When speaking with the professional journalists, we found that a tool which helps them identify which stories are worth reporting could be potentially useful. We searched around online and asked some of the professionals, and couldn't find any existing solution that did what we aimed to do. So we built it.
What it does
Meta-Journalism is a sensor journal project that uses the internet as it's sensor. It takes data from news sources, social media, and trending searches on Google to give a journalist a supply vs. demand relationship for articles on a given topic, which helps determine what topics are worth writing about.
Social Media Score: Derived based on the frequency of new tweets being sent out featuring the keywords. This score is used to scale the potential popularity of a topic based on expected reader engagement.

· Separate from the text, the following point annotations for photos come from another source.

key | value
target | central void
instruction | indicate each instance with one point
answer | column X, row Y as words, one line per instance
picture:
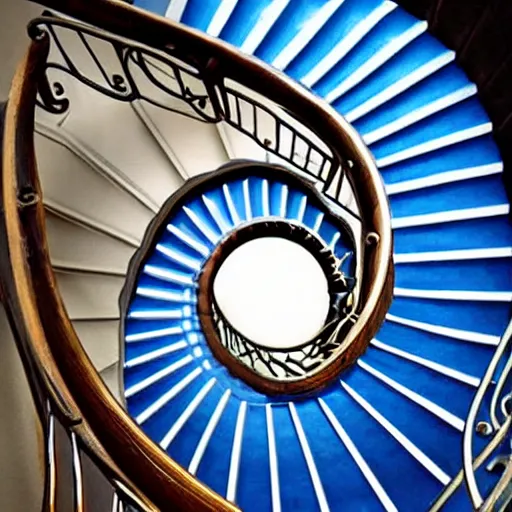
column 274, row 292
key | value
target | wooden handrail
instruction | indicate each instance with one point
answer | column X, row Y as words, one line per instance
column 37, row 306
column 150, row 470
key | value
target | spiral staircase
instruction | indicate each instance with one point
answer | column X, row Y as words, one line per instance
column 161, row 154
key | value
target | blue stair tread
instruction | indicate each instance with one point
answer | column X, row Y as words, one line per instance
column 156, row 6
column 292, row 467
column 482, row 233
column 198, row 13
column 473, row 275
column 446, row 81
column 377, row 448
column 462, row 116
column 439, row 389
column 341, row 23
column 484, row 317
column 214, row 467
column 419, row 52
column 254, row 474
column 442, row 448
column 242, row 20
column 464, row 155
column 388, row 29
column 344, row 484
column 464, row 194
column 184, row 445
column 287, row 26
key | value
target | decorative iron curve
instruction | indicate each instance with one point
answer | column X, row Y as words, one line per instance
column 123, row 87
column 195, row 84
column 299, row 361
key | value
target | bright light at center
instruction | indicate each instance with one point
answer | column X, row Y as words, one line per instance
column 273, row 291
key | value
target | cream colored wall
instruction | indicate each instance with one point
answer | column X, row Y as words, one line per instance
column 21, row 482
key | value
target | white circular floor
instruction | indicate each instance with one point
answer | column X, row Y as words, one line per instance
column 273, row 291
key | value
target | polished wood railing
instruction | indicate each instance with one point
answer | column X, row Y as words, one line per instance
column 63, row 378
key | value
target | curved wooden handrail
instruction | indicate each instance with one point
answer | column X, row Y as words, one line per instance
column 39, row 302
column 37, row 306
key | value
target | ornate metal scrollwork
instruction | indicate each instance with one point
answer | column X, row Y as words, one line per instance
column 299, row 361
column 128, row 71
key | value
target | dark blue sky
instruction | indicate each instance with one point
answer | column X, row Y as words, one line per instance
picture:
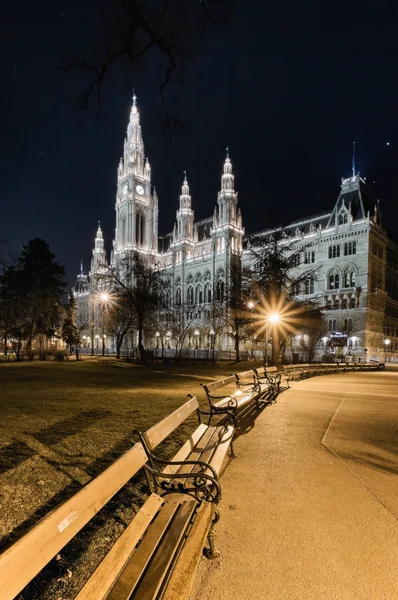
column 288, row 86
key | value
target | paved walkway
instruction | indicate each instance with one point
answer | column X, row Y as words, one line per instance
column 310, row 505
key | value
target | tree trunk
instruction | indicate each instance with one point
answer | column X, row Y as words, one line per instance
column 140, row 338
column 237, row 351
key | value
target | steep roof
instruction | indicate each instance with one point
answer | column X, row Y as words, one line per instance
column 354, row 195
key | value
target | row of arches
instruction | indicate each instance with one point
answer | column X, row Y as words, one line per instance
column 346, row 279
column 348, row 249
column 139, row 230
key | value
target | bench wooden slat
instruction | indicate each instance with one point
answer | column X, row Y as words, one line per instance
column 105, row 576
column 156, row 434
column 216, row 385
column 222, row 449
column 160, row 566
column 199, row 450
column 182, row 577
column 22, row 561
column 149, row 547
column 186, row 449
column 247, row 374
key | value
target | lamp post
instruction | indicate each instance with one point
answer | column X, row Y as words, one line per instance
column 387, row 342
column 212, row 343
column 104, row 299
column 196, row 334
column 273, row 319
column 157, row 335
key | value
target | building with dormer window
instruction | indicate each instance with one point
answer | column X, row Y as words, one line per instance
column 355, row 263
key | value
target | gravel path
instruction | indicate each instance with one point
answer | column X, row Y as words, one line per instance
column 310, row 504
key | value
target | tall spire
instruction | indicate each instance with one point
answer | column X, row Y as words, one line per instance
column 185, row 198
column 227, row 179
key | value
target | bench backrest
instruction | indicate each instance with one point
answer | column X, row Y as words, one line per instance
column 260, row 371
column 216, row 385
column 156, row 434
column 30, row 554
column 244, row 375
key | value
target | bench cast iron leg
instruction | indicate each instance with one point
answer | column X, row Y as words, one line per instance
column 211, row 553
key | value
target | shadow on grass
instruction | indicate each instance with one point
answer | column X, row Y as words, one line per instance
column 14, row 454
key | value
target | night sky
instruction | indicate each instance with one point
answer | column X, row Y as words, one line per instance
column 288, row 87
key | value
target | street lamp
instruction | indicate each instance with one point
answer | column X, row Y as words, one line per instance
column 104, row 299
column 196, row 334
column 273, row 319
column 387, row 342
column 212, row 343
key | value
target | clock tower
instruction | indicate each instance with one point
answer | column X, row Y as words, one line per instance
column 136, row 201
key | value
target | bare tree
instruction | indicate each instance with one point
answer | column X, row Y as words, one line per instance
column 141, row 285
column 169, row 32
column 120, row 320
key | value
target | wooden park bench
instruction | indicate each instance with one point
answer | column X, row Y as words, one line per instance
column 144, row 563
column 236, row 392
column 269, row 379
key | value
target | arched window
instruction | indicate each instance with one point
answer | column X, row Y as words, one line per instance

Press Coverage Score: Derived based on how many news articles mention the keywords, weighted by frequency of publication. This score is used to measure the current supply of news stories on a topic.
Search Popularity Score: Derived based on the data supplied by Google Trends on search popularity. This score is used to measure the current demand for news stories on a topic.
M-Score: Our cumulative score, taking all of the above into account. The larger the M-Score, the more opportunity there is for articles to be posted on the subject. Smaller, or negative M-Scores imply oversaturation of stories in the market, thus less opportunities for articles on that subject. M-Scores less than 5 probabably aren't worth writing about, where larger M-Scores are more likely to appeal to an undersaturated market.
How we built it
We created separate web-scrapers for all 3 of the sites we're interfacing with. Only Google Trends had a useful API that we were able to integrate. With those scrapers, we took the data we gathered and plugged it into specialized algorithms we created to determine a score based on the data from each scraper individually, and all of the scrapers combined.
Challenges we ran into
Building the algorithms was very difficult, finding a way to turn the very different, and often unrelated values we got from the three sites into something meaningful wasn't easy. The algorithms we use still aren't perfect, but we've found they give results that in theory to make sense based on the input data. Also, getting Flask to work, and figuring out a way to host the website was a pain. There seemed to be a lot of outdated documentation on the internet, and filtering what worked from what didn't took a lot of development time.
Accomplishments that we're proud of
Getting all our base functionality done with time to spare. Solving a variety of problems in creative ways after google-fu failed.
What we learned
Tyler: I learned a lot of web development stuff, had to teach myself flask from the ground up to get things working.
Lonnie: I became a lot more familiar with Python through this experience.
Selina: I gained a lot of experience with html, and got an idea of how python scripts and html can be integrated.
What's next for Meta-Journalism
Add more sites to the press coverage, and social media scores. Further refine our algorithms to make them useful. Get a real, permanent, web hosting solution, so I don't need to run everything off my local hard drive.
The demo site will only be live for the duration of Profhacks, but if it's well received we'll move to a more permanent hosting solution.